El sacerdote se encontraba internado en la provincia de Buenos Aires al momento de su deceso, noticia que rápidamente generó conmoción y una extensa cadena de mensajes de despedida y acompañamiento en distintos espacios comunitarios y redes sociales.

A lo largo de su ministerio, el padre Ortiz se destacó por construir una relación directa con la comunidad, basada en la escucha, el acompañamiento espiritual y una permanente presencia en los momentos más importantes de la vida de muchas familias.

Quienes compartieron actividades religiosas junto a él lo recuerdan como un hombre de profunda fe, comprometido con su misión pastoral y especialmente atento a las necesidades de quienes atravesaban situaciones difíciles.
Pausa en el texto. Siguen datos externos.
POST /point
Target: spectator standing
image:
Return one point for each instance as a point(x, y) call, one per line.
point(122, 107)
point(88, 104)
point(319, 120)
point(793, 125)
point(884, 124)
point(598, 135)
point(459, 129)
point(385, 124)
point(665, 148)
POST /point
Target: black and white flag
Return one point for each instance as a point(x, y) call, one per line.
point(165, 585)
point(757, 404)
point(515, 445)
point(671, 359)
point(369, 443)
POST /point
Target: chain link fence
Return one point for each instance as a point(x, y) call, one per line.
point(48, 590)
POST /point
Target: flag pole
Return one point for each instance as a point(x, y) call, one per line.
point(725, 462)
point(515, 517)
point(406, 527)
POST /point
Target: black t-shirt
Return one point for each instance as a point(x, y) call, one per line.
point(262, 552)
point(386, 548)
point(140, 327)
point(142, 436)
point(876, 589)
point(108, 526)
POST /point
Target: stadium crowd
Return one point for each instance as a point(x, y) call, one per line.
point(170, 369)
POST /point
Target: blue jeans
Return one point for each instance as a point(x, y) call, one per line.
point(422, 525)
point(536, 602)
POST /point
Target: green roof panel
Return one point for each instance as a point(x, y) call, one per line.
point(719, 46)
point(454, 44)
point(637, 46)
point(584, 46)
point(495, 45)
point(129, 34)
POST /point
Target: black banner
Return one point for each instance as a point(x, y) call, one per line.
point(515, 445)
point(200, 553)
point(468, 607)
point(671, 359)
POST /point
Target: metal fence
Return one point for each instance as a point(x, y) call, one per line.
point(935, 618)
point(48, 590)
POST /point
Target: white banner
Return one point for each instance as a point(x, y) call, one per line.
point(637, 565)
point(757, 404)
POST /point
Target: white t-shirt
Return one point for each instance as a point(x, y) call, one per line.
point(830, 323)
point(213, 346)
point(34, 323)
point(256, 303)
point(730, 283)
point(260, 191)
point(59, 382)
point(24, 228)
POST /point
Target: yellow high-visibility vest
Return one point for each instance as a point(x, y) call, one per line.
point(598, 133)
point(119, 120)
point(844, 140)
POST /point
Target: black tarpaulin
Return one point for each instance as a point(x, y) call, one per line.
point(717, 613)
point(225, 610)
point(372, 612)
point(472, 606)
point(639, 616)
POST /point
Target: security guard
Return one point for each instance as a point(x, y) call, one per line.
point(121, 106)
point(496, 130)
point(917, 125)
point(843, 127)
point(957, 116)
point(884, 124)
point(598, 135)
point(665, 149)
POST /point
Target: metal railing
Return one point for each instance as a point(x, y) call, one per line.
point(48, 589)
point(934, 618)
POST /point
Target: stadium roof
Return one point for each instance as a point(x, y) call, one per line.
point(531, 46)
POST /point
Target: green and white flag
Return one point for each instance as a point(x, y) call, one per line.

Desde la Parroquia San José y distintos sectores vinculados a la Iglesia comenzaron a multiplicarse las expresiones de reconocimiento a su labor, destacando no solo su trabajo evangelizador sino también su sensibilidad social y su capacidad para generar espacios de encuentro y contención.

La noticia también despertó numerosas muestras de afecto por parte de ex integrantes de grupos parroquiales, catequistas y vecinos que encontraron en el sacerdote una guía espiritual y una presencia constante en distintos momentos de sus vidas.

"Su legado permanecerá en cada gesto de servicio, en cada celebración compartida y en cada persona que encontró en él una palabra de aliento", expresaron allegados al ámbito parroquial. Mientras la comunidad continúa acompañando con oraciones a sus familiares y a toda la comunidad religiosa, se aguardan definiciones oficiales respecto de las ceremonias litúrgicas y homenajes que se realizarán para despedir al sacerdote.

Su partida deja una marca profunda en Añatuya, donde será recordado como un pastor cercano y siempre comprometido con su vocación.